Aston Martin made the CC100 Speedster to celebrate 100 years of success, and the car looks like it. It's a sensational V12 speed machine.
There were exciting prototypes at the Concorso d’Eleganza Villa d’Este today, and there was the Aston Martin CC100 Speedster. Let me talk you through it:
Aston Martin has 100 candles on its birthday cake, and they thought the best way to enjoy this long moment is by making a prototype just as cool as the DBR1 racers of the 1950s. While standing next to the car, I managed to get five minutes from Dr. Ulrich Bez, CEO of the brand. In case you haven't seen him before, the man with the red chinos is him.
He was very friendly, but I couldn't get much out of him apart from some remarks about how Aston Martin is always ahead of the competition, and that his favorite classic Aston is the DBR1. You know, the car that inspired the Speedster.
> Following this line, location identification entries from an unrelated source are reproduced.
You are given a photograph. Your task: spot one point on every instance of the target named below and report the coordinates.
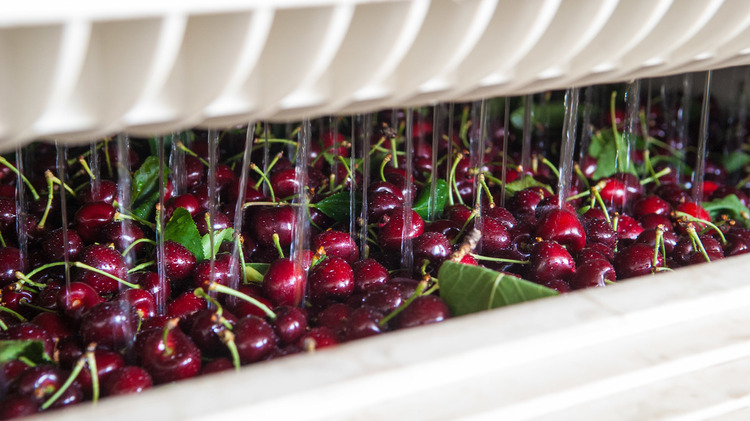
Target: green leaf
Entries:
(552, 113)
(422, 205)
(523, 183)
(181, 229)
(256, 271)
(734, 161)
(336, 206)
(12, 350)
(220, 236)
(469, 289)
(145, 187)
(729, 205)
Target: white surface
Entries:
(79, 69)
(674, 346)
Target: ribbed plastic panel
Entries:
(77, 70)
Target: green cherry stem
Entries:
(417, 293)
(23, 177)
(229, 291)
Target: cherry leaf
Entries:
(422, 205)
(13, 349)
(181, 229)
(469, 289)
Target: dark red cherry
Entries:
(103, 191)
(636, 260)
(368, 275)
(179, 262)
(107, 260)
(279, 220)
(563, 227)
(284, 282)
(331, 279)
(11, 261)
(127, 380)
(392, 231)
(593, 273)
(111, 325)
(91, 217)
(337, 244)
(423, 310)
(255, 339)
(549, 261)
(54, 245)
(186, 201)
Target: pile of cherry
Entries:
(103, 333)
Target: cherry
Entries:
(103, 191)
(186, 201)
(274, 220)
(106, 260)
(337, 244)
(368, 275)
(435, 247)
(392, 233)
(563, 227)
(593, 273)
(11, 261)
(363, 322)
(636, 260)
(169, 355)
(111, 325)
(127, 380)
(122, 234)
(284, 282)
(651, 205)
(549, 261)
(423, 310)
(255, 339)
(179, 262)
(76, 299)
(91, 217)
(27, 331)
(332, 278)
(185, 304)
(318, 338)
(54, 245)
(290, 324)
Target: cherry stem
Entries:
(697, 240)
(386, 160)
(227, 337)
(71, 378)
(50, 195)
(417, 293)
(486, 189)
(691, 218)
(103, 273)
(86, 167)
(579, 173)
(136, 242)
(656, 176)
(498, 259)
(23, 177)
(277, 244)
(91, 359)
(171, 324)
(229, 291)
(13, 313)
(200, 293)
(120, 215)
(551, 166)
(453, 183)
(187, 150)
Luckily, I also met Miles Nurnberger. He is a young man who used to work for everybody from Peugeot to Lincoln and BMW before landing at Aston Martin a few years back, only to become the Chief Designer of the CC100 project six month ago. He is the one taking a photo of his own design:
I would totally do the same. He also shared some details about his baby.
First of all, it was done in half a year. That's remarkable for a fully working prototype. What happened was that while playing with the clay models, they came to the conclusion that this car had to be made at some point. Soon after that, they were told that the Speedster has to be ready in six month. They got busy.
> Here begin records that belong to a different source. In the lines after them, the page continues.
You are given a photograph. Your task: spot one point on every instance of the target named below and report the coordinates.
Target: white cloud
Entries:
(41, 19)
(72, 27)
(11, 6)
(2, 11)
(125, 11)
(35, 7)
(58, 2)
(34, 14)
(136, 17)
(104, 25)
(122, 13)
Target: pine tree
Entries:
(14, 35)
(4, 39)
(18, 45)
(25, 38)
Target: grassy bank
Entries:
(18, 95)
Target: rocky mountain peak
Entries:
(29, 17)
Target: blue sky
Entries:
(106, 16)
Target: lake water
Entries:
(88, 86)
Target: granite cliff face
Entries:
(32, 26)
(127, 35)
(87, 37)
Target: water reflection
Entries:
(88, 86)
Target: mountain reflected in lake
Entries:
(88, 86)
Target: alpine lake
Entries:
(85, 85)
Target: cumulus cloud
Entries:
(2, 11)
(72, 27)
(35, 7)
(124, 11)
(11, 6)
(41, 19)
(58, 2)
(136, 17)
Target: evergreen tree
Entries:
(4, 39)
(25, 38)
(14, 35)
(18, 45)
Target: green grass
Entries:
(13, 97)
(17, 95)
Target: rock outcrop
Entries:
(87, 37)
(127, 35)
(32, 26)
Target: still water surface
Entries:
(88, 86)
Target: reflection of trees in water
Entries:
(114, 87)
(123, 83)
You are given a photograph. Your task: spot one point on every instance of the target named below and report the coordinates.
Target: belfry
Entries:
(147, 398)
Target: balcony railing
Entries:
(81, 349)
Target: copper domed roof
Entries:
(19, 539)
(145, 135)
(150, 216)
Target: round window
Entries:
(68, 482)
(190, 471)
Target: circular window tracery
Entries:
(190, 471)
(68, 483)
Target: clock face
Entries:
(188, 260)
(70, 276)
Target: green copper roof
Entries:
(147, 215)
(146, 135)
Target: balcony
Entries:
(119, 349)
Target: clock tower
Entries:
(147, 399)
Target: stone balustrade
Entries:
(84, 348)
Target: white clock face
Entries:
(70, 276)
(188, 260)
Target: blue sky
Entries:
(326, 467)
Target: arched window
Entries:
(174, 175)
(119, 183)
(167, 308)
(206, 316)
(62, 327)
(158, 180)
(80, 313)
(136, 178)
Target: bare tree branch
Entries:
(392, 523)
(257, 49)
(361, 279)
While using the V12 Vantage as a base (Miles just got one for himself), most of the design work was done digitally, meaning that the team could only see the car at the point when all the finished bits came back from the suppliers and they put it together. Lego for lucky adults.
The resulting details are amazing. The bare carbon fiber in the interior is not just there to save weight, but the components are also shaped to work perfectly with the radical exterior, which is painted Sterling Green with bright yellow stripes highlighting the driver's cockpit. These were inspired by aerial photos of famous racetracks like Spa. Look how these fade into the green of the panels is screaming speed even standing still — this is a racecar.
No windshield but a helmet, no doors but safety bars opening upwards. Ceramic exhausts and all the features that would keep you alive in a normal Aston Martin convertible.
The CC100 is something I didn't expect from Aston. They say they aren't about numbers, while I felt that they were a tiny bit slower than the competition on most levels. But with this, they've nailed it.
The 6.0-liter V12 makes 510 horsepower in the already compact Vantage. Now image the same with less weight...
This Speedster then is way more than a centenary design exercise. It's a radical prototype that could easily get a numberplate if that was the plan. It won't, as it wasn't, but if this is the direction Aston Martin is taking in the next five years, my eyes are wide open.